In fact, Amgen's total revenue has steadily grown from $18.7 billion in 2013 to a projected $26.6 billion in 2023. Analysts predict the sizable 2023 figure because out of the dozens of products in the company's portfolio, nine of them are each on pace to top $1 billion in revenue this year. Amgen's non-GAAP (adjusted) diluted earnings per share (EPS) are expected to soar from $7.60 in 2013 to $17.75 in 2023. 

Amgen also looks to be in an enviable position for the foreseeable future. Aside from the numerous billion-dollar medicines in its portfolio, the company has several recently launched products with similar peak sales potential: Humira biosimilar Amjevita, oncology therapy Lumakras, and the respiratory/immunology drug co-owned with AstraZeneca called Tezspire.

On top of these approved drugs, Amgen has dozens of molecules currently in different stages of clinical trials. Thanks to the company's pending acquisition of Horizon Therapeutics, adjusted diluted EPS could growth at a healthy rate over at least the medium term. 

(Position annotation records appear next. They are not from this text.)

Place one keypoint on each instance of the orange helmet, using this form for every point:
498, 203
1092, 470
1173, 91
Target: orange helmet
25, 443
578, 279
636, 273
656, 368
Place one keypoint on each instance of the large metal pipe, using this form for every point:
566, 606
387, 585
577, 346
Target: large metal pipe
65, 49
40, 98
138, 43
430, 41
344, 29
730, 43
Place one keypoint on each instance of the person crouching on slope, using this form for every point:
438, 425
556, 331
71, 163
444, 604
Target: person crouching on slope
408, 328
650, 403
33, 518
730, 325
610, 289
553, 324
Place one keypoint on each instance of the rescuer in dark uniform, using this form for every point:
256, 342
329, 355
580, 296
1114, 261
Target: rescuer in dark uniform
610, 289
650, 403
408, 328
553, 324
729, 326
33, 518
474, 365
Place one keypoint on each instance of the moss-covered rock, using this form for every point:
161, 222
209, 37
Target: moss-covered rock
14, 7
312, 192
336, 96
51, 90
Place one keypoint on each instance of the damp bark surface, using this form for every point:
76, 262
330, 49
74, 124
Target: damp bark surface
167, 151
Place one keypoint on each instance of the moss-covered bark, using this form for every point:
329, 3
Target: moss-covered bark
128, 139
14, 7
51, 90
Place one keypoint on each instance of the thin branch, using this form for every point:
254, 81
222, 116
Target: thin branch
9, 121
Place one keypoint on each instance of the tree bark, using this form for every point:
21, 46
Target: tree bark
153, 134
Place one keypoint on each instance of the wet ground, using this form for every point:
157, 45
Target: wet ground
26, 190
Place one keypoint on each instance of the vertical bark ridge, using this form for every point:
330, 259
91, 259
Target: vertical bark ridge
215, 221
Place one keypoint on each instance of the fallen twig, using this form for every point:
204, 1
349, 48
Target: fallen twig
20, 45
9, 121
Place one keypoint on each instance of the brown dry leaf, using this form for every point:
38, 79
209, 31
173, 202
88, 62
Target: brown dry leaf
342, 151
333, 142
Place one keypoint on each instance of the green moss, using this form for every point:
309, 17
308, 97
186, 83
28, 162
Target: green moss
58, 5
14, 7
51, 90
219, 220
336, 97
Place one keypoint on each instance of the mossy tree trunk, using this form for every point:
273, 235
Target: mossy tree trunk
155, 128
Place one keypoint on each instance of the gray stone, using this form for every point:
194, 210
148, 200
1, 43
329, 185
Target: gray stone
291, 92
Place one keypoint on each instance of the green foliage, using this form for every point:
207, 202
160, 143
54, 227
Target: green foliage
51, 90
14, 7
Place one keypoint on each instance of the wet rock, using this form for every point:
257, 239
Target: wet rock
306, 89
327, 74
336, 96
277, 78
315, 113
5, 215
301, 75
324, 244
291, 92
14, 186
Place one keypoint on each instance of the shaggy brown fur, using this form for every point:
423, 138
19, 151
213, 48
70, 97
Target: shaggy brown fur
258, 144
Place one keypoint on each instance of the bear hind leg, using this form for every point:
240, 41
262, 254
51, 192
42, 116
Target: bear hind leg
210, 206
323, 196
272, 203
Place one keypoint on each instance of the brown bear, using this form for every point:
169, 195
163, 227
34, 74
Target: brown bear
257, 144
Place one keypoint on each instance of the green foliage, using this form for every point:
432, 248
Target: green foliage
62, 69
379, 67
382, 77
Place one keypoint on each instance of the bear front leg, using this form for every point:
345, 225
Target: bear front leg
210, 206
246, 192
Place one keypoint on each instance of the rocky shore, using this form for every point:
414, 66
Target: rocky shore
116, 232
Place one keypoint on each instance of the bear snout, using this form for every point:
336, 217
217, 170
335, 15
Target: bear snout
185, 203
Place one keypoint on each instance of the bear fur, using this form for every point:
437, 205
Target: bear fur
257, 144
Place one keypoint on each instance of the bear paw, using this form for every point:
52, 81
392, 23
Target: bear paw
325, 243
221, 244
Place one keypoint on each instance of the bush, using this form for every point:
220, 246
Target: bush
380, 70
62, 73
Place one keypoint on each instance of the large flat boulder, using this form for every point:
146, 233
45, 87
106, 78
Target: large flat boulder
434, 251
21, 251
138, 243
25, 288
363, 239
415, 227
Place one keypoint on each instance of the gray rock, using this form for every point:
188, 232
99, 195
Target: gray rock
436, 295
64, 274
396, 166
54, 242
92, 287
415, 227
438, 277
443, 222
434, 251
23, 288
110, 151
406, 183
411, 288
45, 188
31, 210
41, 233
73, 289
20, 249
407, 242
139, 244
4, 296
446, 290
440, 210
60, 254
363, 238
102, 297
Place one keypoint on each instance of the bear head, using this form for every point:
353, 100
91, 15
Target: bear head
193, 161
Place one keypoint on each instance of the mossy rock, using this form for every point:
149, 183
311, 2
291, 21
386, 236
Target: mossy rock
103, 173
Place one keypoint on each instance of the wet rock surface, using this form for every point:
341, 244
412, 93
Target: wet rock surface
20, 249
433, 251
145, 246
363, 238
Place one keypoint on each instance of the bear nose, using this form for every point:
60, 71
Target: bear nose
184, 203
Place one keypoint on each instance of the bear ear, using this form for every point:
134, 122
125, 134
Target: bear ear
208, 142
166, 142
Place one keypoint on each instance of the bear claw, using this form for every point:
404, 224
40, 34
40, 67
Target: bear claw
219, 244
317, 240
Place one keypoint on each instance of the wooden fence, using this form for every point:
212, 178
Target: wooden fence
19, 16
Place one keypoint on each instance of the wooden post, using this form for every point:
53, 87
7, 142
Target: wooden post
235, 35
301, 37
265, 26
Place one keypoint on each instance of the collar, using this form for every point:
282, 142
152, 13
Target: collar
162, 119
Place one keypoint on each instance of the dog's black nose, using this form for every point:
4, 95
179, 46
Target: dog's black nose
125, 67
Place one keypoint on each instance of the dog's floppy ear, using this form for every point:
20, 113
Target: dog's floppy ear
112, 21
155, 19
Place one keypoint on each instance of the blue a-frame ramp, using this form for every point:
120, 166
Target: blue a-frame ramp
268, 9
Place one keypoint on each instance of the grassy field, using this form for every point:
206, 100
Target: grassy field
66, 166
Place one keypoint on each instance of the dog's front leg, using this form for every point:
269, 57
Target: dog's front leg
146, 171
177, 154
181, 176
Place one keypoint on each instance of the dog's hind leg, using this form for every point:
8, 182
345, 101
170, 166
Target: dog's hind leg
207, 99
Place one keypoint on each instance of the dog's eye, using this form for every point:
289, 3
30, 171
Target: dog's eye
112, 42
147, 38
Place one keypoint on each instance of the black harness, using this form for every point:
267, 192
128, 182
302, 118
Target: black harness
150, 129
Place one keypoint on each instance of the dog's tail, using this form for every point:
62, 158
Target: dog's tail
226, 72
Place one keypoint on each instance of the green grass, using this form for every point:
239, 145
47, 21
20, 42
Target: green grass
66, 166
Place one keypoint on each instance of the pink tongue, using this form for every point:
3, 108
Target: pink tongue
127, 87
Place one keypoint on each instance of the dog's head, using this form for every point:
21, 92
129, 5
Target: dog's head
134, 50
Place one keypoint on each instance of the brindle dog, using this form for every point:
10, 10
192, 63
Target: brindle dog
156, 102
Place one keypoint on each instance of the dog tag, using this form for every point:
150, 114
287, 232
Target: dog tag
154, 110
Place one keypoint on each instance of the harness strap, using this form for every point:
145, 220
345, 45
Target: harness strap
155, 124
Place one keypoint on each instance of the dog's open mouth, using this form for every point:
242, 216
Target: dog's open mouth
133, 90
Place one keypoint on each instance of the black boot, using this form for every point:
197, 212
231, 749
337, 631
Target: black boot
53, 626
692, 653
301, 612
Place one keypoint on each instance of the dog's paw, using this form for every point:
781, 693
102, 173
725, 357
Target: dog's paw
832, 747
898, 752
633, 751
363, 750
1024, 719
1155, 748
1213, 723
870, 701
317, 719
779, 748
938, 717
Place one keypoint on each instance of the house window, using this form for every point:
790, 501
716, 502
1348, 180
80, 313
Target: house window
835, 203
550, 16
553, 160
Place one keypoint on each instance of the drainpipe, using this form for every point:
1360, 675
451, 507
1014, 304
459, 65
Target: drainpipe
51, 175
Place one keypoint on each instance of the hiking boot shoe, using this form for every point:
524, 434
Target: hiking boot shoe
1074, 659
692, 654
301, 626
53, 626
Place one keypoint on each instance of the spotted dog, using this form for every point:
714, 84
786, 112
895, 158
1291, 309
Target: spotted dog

A doctor takes a patient's blood pressure.

Image source: Getty Images.

2. A commitment to healthy dividend growth

Amgen's 3.7% dividend yield is enough to attract attention from income investors when stacked up against the S&P 500 index's 1.5% yield. And unlike many companies with dividend yields approaching 4%, Amgen isn't a slouch on dividend growth, either. The company's most recent dividend hike announced last December was nearly 10%. 

And when considering that Amgen's dividend payout ratio is set to register at 48% for 2023, similar dividend growth could continue in the years ahead. That's because such a payout ratio enables the company to retain the funds necessary to support business growth, debt reduction, and share buybacks.

3. A tremendous business at a decent valuation

Shares of Amgen have dipped 6% in the past 12 months. But this seems to have created a buying opportunity for dividend growth investors. Amgen's forward price-to-earnings (P/E) ratio of 12.3 is below the drug manufacturer industry average of 13.2. If anything, the stock should be trading in line with its industry peers at a minimum.

And if that wasn't enough, Amgen's trailing-12-month price-to-sales (P/S) ratio of 4.8 is also less than its 10-year median of 5.3. That's a somewhat cheap valuation for a company with stable fundamentals such as Amgen.